Ms. Shackleton is originally from Ottawa, but lived in rural Ontario for decades before moving back to the city about two and a half years ago.
“Typical of my age with LGBT people, I had done the usual thing of getting married and having a family and so on before getting to the point of my life where it was safe to come out,” Ms. Shackleton said. “Even then, in rural Ontario, it was still not as welcoming. So I wanted to have my last years in a place where I could be totally me.”

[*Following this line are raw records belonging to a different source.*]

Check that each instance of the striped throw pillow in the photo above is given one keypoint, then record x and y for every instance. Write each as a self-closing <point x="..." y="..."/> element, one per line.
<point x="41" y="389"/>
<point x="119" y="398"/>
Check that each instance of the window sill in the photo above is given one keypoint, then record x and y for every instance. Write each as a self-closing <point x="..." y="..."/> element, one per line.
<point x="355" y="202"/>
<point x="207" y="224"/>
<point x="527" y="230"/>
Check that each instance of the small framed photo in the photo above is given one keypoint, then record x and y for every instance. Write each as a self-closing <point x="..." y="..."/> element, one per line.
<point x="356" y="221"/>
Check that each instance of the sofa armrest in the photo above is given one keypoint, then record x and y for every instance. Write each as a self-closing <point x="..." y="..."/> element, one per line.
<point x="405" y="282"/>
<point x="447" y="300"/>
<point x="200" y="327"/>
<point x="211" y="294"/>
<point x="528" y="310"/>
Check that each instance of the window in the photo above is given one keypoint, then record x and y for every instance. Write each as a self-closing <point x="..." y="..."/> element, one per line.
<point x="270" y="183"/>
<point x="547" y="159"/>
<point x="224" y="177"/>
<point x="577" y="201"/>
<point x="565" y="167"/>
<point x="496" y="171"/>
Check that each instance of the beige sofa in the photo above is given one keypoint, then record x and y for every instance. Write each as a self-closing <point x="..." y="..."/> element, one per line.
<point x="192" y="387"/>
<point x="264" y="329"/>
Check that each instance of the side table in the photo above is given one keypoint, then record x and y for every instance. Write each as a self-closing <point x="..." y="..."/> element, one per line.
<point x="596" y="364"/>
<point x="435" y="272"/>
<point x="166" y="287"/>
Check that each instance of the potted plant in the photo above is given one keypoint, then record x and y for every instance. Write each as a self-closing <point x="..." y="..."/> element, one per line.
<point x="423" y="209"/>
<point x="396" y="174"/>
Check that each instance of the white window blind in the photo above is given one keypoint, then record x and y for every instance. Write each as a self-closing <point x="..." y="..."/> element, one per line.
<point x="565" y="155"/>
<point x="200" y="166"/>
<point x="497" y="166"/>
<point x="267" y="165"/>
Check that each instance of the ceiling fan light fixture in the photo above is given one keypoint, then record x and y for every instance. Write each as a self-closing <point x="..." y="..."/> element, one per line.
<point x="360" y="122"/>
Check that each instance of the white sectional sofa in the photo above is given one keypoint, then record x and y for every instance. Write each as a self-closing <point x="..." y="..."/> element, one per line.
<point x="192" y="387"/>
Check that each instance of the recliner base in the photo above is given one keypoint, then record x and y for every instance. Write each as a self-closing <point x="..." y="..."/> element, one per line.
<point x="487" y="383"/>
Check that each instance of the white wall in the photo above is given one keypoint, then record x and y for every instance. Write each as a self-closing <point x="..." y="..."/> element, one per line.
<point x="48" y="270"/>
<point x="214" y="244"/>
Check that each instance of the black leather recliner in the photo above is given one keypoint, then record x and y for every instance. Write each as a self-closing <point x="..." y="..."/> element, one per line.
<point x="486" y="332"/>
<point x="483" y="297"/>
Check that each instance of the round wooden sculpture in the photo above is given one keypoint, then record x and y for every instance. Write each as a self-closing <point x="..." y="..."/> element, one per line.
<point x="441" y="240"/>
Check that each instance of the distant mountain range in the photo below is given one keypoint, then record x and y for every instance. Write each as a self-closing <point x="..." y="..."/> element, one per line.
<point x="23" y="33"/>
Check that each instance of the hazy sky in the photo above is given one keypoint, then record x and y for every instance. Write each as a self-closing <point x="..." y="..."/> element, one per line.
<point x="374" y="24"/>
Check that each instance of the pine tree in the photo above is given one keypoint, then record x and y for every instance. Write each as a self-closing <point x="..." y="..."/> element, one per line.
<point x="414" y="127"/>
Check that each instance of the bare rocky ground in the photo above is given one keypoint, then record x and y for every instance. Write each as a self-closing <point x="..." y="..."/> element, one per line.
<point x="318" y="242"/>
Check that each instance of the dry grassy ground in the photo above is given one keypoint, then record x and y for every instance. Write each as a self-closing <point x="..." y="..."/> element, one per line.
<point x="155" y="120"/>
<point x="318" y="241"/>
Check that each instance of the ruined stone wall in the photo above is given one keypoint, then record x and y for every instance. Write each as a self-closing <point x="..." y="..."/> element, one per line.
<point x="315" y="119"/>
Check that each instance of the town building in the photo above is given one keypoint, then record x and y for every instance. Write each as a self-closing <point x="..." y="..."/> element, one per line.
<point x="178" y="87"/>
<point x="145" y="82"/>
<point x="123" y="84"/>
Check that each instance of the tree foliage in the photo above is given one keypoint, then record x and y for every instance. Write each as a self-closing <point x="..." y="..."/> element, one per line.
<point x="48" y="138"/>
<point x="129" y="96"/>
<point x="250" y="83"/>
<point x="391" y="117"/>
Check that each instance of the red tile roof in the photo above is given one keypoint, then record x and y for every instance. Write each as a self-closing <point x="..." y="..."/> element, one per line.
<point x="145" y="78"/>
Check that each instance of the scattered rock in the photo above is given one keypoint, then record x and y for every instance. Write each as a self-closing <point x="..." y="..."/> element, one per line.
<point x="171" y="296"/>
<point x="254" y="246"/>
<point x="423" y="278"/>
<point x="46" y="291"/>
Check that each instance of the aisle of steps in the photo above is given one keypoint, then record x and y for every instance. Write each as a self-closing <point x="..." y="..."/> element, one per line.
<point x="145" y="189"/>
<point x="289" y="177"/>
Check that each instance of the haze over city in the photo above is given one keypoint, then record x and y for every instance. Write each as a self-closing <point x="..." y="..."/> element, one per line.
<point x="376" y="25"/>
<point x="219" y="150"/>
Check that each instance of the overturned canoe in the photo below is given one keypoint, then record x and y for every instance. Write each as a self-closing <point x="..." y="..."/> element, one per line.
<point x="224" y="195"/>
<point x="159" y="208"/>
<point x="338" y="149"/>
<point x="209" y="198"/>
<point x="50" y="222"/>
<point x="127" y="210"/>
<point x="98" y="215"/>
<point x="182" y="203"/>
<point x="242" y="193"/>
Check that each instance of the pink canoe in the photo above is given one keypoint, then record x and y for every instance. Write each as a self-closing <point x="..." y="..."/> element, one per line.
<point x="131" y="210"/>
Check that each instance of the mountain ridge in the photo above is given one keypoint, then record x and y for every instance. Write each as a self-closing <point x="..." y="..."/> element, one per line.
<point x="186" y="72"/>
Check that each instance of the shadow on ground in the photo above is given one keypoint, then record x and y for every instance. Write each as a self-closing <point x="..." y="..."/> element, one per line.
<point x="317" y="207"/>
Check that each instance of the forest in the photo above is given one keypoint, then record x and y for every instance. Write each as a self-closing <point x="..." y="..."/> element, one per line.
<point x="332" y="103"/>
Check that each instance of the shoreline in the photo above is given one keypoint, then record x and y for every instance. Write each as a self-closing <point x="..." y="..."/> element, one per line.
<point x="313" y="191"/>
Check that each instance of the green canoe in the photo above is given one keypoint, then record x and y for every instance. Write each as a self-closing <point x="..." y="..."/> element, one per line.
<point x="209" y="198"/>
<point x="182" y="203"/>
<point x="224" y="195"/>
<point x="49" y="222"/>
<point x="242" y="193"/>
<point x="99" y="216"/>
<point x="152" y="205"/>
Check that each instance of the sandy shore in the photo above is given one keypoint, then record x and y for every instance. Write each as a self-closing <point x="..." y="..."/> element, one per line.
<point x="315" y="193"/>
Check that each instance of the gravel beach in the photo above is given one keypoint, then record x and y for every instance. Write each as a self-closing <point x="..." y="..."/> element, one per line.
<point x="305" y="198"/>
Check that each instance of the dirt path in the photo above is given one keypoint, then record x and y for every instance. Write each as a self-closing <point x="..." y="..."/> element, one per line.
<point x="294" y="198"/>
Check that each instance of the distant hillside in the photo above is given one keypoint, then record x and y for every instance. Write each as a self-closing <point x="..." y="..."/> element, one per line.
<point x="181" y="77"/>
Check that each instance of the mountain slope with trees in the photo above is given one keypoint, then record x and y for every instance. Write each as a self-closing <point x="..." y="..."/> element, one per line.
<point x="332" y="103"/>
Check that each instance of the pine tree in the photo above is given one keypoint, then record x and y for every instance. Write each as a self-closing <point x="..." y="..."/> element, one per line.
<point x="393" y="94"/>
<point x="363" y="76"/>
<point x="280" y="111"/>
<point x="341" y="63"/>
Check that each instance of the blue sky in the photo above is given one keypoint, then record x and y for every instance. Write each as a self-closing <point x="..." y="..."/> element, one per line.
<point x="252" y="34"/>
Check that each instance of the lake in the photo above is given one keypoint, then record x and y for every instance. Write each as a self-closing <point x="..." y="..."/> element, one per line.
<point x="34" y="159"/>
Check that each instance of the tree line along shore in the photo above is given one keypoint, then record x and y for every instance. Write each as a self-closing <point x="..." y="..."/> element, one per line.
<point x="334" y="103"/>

She said she had many conversations with friends in the community about “where on earth do we end up” when they get older. LGBTQ seniors are particularly vulnerable when it comes to housing – many Canadians have shared their fears that discrimination in long-term seniors housing could force them back into the closet.
Ms. Shackleton has family in Ottawa and so decided to move back to be closer to them. Abiwin, she said, seemed like the place that would accept her for who she is – and soon after she moved into the co-op, she joined the board to get more involved.
“I like to think of myself as being a grandmother in the building,” she said.
Abiwin has communal laundry facilities, and everyone pitches in with cleaning and gardening. The co-op also has a community room and a backyard, and residents often used to have potlucks and other social gatherings before the COVID-19 pandemic.
Ms. Shackleton said co-op members do their best to look after one another. Recently, the co-op held a yard sale to finance a community food shelf, which helped provide food for people who were struggling financially, as well as for people with disabilities who had trouble going out during the pandemic.
In addition to affordability and safety, these shared living spaces can help people find families within the community.
“It’s very much more like a family situation than a tenant and landlord situation,” Mr. MacKay said. “We have biological families and we have logical families, and I’ve made a logical family.”
Trish Spark, who has been living in the apartment at the back of Mr. MacKay’s house for 13 years now, said he’s become “like a brother” to her – they even picked out the house dog together.
“I’m almost 71, and so I haven’t been out all of those years,” she said. “Being able to move into a place where I wouldn’t have to offer any explanations or wonder when people would ask me questions – right away, it was kind of like a family.”